Warum können Geparde trotz ihrer vermutlich schwachen adaptiven
Immunantwort so gut mit Krankheitserregern fertig werden? Das Immunsystem
wird in drei Komponenten eingeteilt: (1) das grundlegende „angeborene“
Immunsystem, das die erste rasche Abwehr gegen Eindringlinge bereitstellt,
(2) das induzierte angeborene Immunsystem, das zum Beispiel eine lokale
und systemische Entzündung hemmt und die Genesung beschleunigt sowie das
Erregerwachstum verlangsamt, und (3) das adaptive Immunsystem.
„Wir entschieden uns, alle drei Komponenten gleichzeitig zu untersuchen,
eine Vorgehensweise, die nur selten durchgeführt wird, obwohl sie sehr
vielversprechend ist. Ein gut funktionierendes Immunsystem ist  für jedes
Tier aufwendig. Das setzt aber nicht voraus, dass alle Immunkomponenten
gleich stark ausgebildet sein müssen. Wenn eine Art nicht
krankheitsanfällig  ist, muss sich im Laufe der Zeit eine gute Immunabwehr
durch Stärkung anderer Immunkomponenten entwickelt haben“, sagt Gábor
Czirják, Wildtier-Immunologe am Leibniz-IZW.
Um die Ergebnisse mit einer anderen Art zu vergleichen, bezogen die
WissenschaftlerInnen Leoparden in die Untersuchung ein. „Leoparden leben
in Namibia im gleichen Gelände wie Geparde, sind aber mit einer hohen
Variabilität im MHC ausgestattet. Sie sollten daher ein starkes adaptives
Immunsystem aufweisen und weniger Aufwand bei den anderen Immunkomponenten
betreiben“, erklärt Wachter.
„Zuerst mussten wir sechs Immuntests aus der Wildtierimmunologie an
Geparde und Leoparden anpassen“, erklärt Sonja Heinrich, Erstautorin der
Studie. „Da wir die Tests im Labor des Leibniz-IZWs durchführen, mussten
wir die in Namibia gesammelten Proben nach Deutschland transportieren und
dabei eine ununterbrochene Kühlkette vom Tier im Feld bis zum Leibniz-IZW
sicherstellen.“ Die Immuntests bestätigten, dass Leoparden ein stärkeres
adaptives Immunsystem als Geparde besitzen. Das Ergebnis passt zu den
Unterschieden in der MHC-Variabilität der beiden Arten. Wie erwartet,
wiesen Geparde im Vergleich zu Leoparden ein stärkeres angeborenes
Immunsystem für die Erstabwehr auf. Das deutet darauf hin, dass Geparde
damit ihr schwächeres adaptives Immunsystem kompensieren.
Das induzierte angeborene Immunsystem reagiert sowohl  auf eindringende
Krankheitserreger als auch auf kurzzeitigen Stress. Die
Wissenschaftlerinnen und Wissenschaftler bestimmten daher die
Konzentration des Hormons Cortisol, das abbauende (katabole)

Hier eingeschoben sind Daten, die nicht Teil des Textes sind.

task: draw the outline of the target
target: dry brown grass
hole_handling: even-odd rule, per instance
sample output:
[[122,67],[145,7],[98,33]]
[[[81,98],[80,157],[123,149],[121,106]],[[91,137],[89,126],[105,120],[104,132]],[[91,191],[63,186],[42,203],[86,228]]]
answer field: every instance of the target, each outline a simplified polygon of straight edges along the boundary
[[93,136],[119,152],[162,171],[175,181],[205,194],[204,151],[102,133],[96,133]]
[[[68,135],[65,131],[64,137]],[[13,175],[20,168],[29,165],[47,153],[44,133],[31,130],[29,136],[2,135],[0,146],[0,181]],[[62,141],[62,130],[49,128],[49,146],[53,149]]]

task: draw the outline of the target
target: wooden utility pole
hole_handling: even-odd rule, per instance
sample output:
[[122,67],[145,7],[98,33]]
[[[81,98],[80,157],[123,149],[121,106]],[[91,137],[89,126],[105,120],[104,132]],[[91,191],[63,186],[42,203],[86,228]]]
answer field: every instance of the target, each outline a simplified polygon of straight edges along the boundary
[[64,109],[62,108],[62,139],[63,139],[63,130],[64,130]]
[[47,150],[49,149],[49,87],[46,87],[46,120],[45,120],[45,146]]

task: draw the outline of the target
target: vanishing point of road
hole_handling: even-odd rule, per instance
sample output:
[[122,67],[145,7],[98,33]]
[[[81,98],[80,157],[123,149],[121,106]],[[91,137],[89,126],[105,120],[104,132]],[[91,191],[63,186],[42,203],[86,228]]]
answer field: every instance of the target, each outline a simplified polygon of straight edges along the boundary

Stoffwechselvorgänge aktiviert und bei Stress vermehrt freigesetzt wird.
Obwohl beide Tierarten den gleichen Untersuchungsmethoden ausgesetzt
waren, wiesen Leoparden signifikant höhere Cortisolkonzentrationen im Blut
als Geparde auf. Dies deutet darauf hin, dass Leoparden stärker auf die
Untersuchungsmethoden reagierten. Kurzzeitiger Stress könnte also das
induzierte angeborene Immunsystem stimuliert haben, was die Beurteilung
erschwert, ob diese Immunkomponente mithilft, das schwache adaptive
Immunsystem der Geparde auszugleichen, wenn der Stresseffekt nicht
berücksichtigt wird. Das ist die erste Studie bei Säugetieren, die zeigt,
dass verschiedene Arten unterschiedlichen Aufwand bei der Entwicklung der
verschiedenen Komponenten des Immunsystems betreiben. Geparde haben
offensichtlich eine Strategie entwickelt, bei der sie trotz ihrer geringen
genetischen Variabilität beim MHC erfolgreich im Kampf gegen
Krankheitserreger sind. Die Zukunft dieser gefährdeten Tierart ist
allerdings ungewiss, da sich der Großteil ihres Lebensraumes in nicht
geschützten Gebieten befindet und sie immer wieder in Konflikte mit
Menschen geraten. Nur wenn diese Konflikte entschärft werden, können
Geparde auch in Zukunft in freier Wildbahn überleben.
Publikation:
Heinrich SK, Hofer H, Courtiol A, Melzheimer J, Dehnhard M, Czirják GÁ,
Wachter B (2017): Cheetahs have a stronger constitutive innate immunity
than leopards. Scientific Reports 7. www.nature.com/articles/srep44837.